Ana Paula Mendes Barbosa, da Comunidade Quilombola Mourões, no Piauí, é aluna de uma das turmas da Escola Nacional,  disse que durante as aulas percebeu a importância de se autodeclarar quilombola. “Passo para a minha comunidade toda a minha experiência e conhecimento que tenho aprendido. Esses debates e reuniões da Escola agregaram muito na minha forma de pensar e agir. Me sinto mais empoderada e forte e conhecendo mais os meus direitos”.

Joeli Eduarda da Silva, da Comunidade Quilombola do Igarapé do Lago, afirma que está fortalecida com o compartilhamento de informações. “Descobri muitas coisas e estou me tornando uma pessoa com mais entendimento. É muito legal escutar as histórias das mulheres que são mais velhas que nós e que já passaram por muitas coisas na vida. Quero me tornar ainda mais forte”. 

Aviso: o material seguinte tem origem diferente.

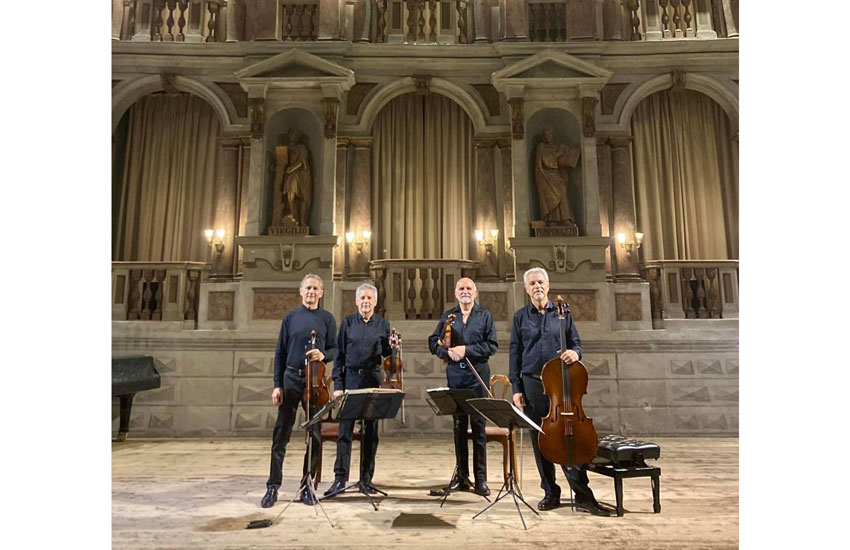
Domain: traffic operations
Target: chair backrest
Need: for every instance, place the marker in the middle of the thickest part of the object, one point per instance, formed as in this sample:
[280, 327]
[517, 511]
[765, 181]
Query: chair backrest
[501, 387]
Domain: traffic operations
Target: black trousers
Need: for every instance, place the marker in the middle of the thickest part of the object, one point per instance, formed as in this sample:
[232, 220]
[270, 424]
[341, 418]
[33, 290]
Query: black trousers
[462, 378]
[293, 391]
[537, 406]
[354, 380]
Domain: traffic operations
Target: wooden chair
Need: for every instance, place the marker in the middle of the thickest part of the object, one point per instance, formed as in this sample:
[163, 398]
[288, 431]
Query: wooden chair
[501, 388]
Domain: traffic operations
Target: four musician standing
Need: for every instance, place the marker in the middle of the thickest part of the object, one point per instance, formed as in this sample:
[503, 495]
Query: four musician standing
[364, 339]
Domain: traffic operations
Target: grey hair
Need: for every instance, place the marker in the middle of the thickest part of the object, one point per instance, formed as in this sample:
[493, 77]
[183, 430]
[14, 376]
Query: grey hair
[528, 273]
[365, 286]
[312, 276]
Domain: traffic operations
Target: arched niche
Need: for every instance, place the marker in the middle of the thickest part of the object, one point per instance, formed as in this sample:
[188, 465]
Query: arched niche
[312, 137]
[567, 131]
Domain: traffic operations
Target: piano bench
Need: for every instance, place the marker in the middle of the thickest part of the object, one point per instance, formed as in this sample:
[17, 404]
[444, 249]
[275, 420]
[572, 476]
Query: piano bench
[620, 458]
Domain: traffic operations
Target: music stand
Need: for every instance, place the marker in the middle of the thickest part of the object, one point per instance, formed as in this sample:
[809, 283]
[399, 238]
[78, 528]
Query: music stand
[505, 415]
[368, 404]
[308, 482]
[446, 401]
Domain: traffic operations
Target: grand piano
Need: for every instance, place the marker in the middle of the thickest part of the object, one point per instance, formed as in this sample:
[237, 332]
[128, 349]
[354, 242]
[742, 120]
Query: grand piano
[131, 375]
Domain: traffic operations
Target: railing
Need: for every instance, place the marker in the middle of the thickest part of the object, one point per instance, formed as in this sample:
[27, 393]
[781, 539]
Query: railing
[417, 289]
[686, 289]
[156, 291]
[172, 21]
[299, 20]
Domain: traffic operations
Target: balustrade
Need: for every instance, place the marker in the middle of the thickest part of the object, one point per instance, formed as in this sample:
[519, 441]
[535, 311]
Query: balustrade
[684, 289]
[160, 291]
[417, 289]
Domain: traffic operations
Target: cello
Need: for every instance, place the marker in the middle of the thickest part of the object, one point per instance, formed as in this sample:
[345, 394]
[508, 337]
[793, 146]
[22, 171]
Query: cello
[316, 392]
[568, 437]
[392, 365]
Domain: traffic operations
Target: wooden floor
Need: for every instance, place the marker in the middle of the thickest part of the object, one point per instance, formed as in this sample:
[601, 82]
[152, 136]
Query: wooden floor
[201, 494]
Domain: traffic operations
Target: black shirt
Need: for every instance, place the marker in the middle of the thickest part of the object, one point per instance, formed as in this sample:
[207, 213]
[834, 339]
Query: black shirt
[294, 339]
[361, 345]
[535, 339]
[478, 335]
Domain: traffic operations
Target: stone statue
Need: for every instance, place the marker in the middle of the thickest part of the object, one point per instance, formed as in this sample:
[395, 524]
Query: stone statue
[293, 187]
[550, 175]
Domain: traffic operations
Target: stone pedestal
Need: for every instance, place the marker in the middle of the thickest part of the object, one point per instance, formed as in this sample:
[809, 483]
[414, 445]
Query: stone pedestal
[287, 257]
[567, 259]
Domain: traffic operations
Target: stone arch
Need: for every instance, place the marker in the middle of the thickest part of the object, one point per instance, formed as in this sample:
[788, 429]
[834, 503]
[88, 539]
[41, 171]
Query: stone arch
[127, 92]
[721, 93]
[387, 93]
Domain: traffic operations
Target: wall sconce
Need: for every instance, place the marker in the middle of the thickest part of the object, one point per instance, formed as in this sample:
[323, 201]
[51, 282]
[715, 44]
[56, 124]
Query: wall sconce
[215, 239]
[629, 247]
[360, 243]
[487, 243]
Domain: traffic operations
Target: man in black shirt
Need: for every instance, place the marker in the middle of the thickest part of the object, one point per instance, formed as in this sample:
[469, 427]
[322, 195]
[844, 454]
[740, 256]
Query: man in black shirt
[363, 341]
[535, 339]
[473, 343]
[294, 348]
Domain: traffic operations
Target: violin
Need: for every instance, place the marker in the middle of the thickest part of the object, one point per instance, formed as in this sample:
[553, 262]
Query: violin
[316, 392]
[393, 367]
[393, 364]
[568, 437]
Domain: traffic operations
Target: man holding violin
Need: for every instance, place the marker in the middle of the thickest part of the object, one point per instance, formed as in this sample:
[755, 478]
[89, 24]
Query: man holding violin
[364, 337]
[473, 342]
[535, 339]
[295, 347]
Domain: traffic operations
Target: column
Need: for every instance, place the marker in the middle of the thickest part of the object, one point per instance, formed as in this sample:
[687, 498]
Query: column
[226, 197]
[360, 210]
[485, 208]
[482, 22]
[340, 222]
[624, 207]
[514, 21]
[330, 14]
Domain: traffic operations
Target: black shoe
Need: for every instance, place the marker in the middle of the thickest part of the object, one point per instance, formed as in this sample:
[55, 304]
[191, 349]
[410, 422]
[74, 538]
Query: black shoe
[593, 508]
[481, 488]
[269, 498]
[307, 498]
[549, 502]
[336, 487]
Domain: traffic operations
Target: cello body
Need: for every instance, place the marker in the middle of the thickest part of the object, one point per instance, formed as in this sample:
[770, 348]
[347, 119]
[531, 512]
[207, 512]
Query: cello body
[568, 437]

Maria Aparecida Mendes, coordenadora pedagógica da Escola Nacional e ativista do movimento quilombola há 24 anos, diz que é importante contar com as meninas na luta.

“É muito importante vê-las engajadas nesse espaço que historicamente foi negado à população negra, especialmente às mulheres quilombolas, que é o espaço da academia, do saber científico, da educação. A nossa equipe abraçou essa missão de contribuir com uma educação quilombola diferenciada, de acordo com as realidades das comunidades, espelhadas pelas demandas apontadas por essas meninas que representam o Brasil. São jovens, guerreiras e ativistas por natureza. Que esse dia seja de reflexão e para fortalecer nossas energias e determinação para que sigamos lutando para que os direitos de meninas, mulheres adultas e mulheres idosas sejam colocados em prática pelo Estado e pela sociedade”, afirmou Cida.

 Sobre a CONAQ

A Coordenação Nacional de Articulação das Comunidades Negras Rurais Quilombolas (CONAQ) é uma organização de âmbito nacional, sem fins lucrativos, que representa quilombolas do Brasil. Os objetivos da CONAQ são lutar pela garantia de uso coletivo do território,  pela implementação de projetos de desenvolvimento sustentável e políticas públicas de organização das comunidades de quilombo, por educação de qualidade e coerente com o modo de viver nos quilombos, pelo protagonismo e autonomia das mulheres quilombolas, pela permanência de jovens nos quilombos e, acima de tudo, pelo uso comum do território, dos recursos naturais e em harmonia com o meio ambiente.